Following recent positive community feedback, the ACT Government is now exploring how a phased expansion of the e-scooter scheme could take place throughout 2022.
Minister for Transport and City Services Chris Steel said many Canberrans had expressed a desire to see the e-scooters in more town centres, although he did acknowledge there are some community concerns around the safety of the machines and the behaviour of some riders.
He said stricter rules designed to increase compliance and safety will come into force as the scheme expands.
Currently geofenced to only operate in central Canberra and Belconnen, a first phase would seek to connect these two zones before rolling out to Woden and Gungahlin.
Areas such as Tuggeranong, Weston Creek, West Belconnen and the Molonglo Valley will be added later.
It’s hoped planning and geofencing work undertaken by the ACT Government and the two e-scooter operators – Beam and Neuron – will mean all of Canberra’s town centres can be connected through a shared path network so riders will not be obliged to take major arterial roads on their journey.
In response to the independent review undertaken, the government noted that although current e-scooter trips are mostly between one and two kilometres, this could change as the scheme expands and riders choose to use them for longer trips.
Mr Steel also acknowledged that some in the community do have concerns over the safety of the e-scooters and hopes to introduce tighter regulations for e-scooter riders to combat this.

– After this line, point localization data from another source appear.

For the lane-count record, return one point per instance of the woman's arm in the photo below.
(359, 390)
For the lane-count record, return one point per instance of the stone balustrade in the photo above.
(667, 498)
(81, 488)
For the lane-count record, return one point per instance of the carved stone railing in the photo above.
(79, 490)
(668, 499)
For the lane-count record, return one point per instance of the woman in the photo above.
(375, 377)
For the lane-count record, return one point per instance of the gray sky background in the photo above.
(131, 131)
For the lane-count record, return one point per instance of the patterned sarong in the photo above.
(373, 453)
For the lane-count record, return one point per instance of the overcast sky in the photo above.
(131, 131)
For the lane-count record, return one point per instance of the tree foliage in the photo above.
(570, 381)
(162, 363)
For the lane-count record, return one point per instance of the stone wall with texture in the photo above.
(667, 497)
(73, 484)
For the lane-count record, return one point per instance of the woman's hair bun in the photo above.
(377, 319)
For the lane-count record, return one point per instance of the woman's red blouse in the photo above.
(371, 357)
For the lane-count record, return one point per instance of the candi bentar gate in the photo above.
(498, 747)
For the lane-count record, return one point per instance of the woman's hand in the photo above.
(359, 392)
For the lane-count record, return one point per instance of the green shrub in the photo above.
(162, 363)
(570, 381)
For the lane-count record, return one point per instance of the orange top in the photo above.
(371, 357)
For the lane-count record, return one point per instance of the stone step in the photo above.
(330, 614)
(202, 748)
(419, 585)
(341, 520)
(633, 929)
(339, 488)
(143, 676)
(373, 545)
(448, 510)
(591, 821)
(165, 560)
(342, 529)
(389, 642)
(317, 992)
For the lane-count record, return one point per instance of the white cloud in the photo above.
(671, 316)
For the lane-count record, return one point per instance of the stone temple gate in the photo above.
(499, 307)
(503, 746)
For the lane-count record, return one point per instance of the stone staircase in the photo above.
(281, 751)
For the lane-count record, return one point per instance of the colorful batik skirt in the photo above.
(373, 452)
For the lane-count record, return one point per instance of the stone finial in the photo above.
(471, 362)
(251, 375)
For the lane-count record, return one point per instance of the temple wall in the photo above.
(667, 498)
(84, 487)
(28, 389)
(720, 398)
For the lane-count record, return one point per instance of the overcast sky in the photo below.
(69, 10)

He said the government will implement a three-strikes rule – a key recommendation of the scheme’s review – under which multiple acts of non-compliance like parking incorrectly or not wearing a helmet could lead to a user’s account being cancelled.
Under the model, any repetitious inappropriate conduct or act that poses an immediate or serious risk to the public or property will be referred to ACT Policing.
“The government will be looking at how we can provide safe designated parking areas for e-scooters, improve geo-fenced ‘no-go’ and ‘low speed’ zones to promote safe use, and we intend to legislate to address unsafe practices like drink riding,” Mr Steel added.
Both e-scooter companies – Neuron and Beam – welcomed the news.
A spokesperson for Neuron said the company will “continue to support the ACT Government as it expands the service, and aim to integrate into the wider transport network as best as possible, providing more Canberrans with a safe, efficient and environmentally friendly mode of transport.”
The spokesperson also noted the company’s focus on safety, saying it is their top priority. In May, they introduced third-party liability insurance for their e-scooters and e-bikes.
Beam general manager Australia New Zealand Tom Cooper welcomed the government’s response to the e-scooter review.
“We acknowledge that there is always more we can do, however, in educating Canberrans on safe e-scooter riding,” Mr Cooper said.
“Beam currently employs progressive rider education and warnings to riders in response to community feedback about bad riding or parking, but plans to introduce new technology in the coming months to further support pedestrian and rider safety.”